The Carreira da Índia ("India Run") was the sea route and trade between the Kingdom of Portugal and India around the Cape of Good Hope, first opened by Vasco da Gama in 1497–99. The armadas da Índia ("Indian armadas") were organized by the crown and dispatched on an annual basis, being among the first recorded voyages on the European-Asian sailing route.

For a long time after its discovery by Vasco da Gama in 1497–1499, the sea route to India via the Cape of Good Hope was dominated by the Portuguese India armada – the annual fleet dispatched from Portugal to India. Between 1497 and 1650, there were 1033 departures of ships at Lisbon for the Carreira da Índia ("India Run").

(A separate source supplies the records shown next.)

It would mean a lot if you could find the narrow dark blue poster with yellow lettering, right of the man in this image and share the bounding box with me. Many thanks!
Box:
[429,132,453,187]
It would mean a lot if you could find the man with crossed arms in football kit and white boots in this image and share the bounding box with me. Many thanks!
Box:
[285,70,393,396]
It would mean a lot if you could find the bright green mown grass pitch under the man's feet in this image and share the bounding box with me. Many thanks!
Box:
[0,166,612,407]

Each leg of the voyage took approximately six months. The critical determinant of the timing was the monsoon winds of the Indian Ocean. The monsoon was a southwesterly wind (i.e. blew from East Africa to India) in the Summer (between May and September) and then abruptly reversed itself and became a northeasterly (from India to Africa) in the Winter (between October and April). The ideal timing was to catch the late summer monsoon to India, and return with the early winter monsoon, minimizing the time at sea.

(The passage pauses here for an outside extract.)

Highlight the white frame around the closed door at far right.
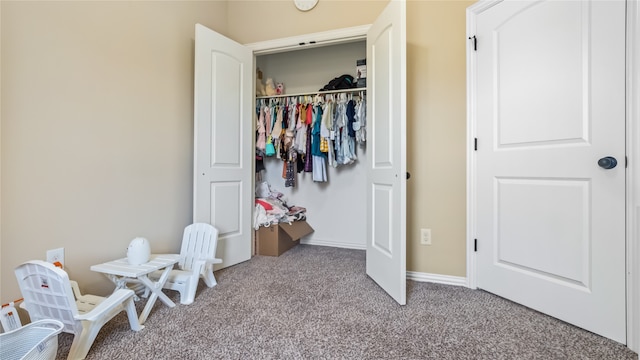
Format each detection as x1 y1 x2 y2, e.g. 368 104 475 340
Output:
466 0 640 353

The India armada typically left Lisbon in the early Spring (March–April). That would bring it to the Cape of Good Hope around June–July, and to the East African middle coast by August, just in time to catch the summer monsoon winds to India. Arrival in India was usually around early September. The return trip from India would typically begin in January, taking the winter monsoon across the Indian Ocean and down East Africa, double the Cape in reverse around April, and arrive in Lisbon by the Summer (June–August). Overall, the round trip took a little over a year.

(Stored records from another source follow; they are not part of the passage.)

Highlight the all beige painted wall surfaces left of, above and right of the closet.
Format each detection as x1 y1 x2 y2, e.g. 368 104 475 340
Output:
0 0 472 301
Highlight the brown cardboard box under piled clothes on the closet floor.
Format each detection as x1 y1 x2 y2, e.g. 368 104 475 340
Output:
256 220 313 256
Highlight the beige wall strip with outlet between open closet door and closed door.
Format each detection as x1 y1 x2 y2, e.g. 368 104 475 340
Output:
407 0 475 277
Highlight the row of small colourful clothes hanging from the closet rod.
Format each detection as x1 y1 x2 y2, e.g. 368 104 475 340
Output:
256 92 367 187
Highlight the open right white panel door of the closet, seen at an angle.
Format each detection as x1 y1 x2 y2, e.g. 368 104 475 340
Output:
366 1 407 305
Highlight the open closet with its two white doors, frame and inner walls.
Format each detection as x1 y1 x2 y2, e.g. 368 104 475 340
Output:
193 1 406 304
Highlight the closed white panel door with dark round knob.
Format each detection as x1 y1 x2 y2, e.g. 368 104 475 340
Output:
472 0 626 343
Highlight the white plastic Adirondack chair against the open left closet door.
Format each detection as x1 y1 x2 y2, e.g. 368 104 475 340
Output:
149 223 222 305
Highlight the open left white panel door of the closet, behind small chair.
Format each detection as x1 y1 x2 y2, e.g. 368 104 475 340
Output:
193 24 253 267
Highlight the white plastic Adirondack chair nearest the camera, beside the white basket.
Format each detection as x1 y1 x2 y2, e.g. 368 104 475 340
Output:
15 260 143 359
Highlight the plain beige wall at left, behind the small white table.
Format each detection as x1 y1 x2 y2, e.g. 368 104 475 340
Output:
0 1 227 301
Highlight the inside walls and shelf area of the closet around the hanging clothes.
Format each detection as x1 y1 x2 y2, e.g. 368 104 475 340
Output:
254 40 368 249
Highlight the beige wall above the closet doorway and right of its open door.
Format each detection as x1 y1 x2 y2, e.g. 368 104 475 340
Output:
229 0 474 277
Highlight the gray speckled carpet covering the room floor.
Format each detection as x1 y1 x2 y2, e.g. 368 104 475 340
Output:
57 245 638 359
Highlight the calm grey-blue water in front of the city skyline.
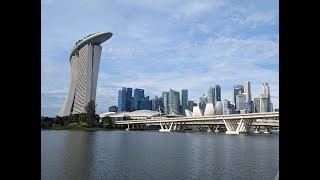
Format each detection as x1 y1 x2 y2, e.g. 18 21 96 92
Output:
41 130 279 180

The critical step was ensuring the armada reached East Africa on time. Ships that failed to reach the equator latitude on the East African coast by late August would be stuck in Africa and have to wait until next Spring to undertake an Indian Ocean crossing. And then they would have to wait in India until the Winter to begin their return. So any delay in East Africa during those critical few weeks of August could end up adding an entire extra year to a ship's journey.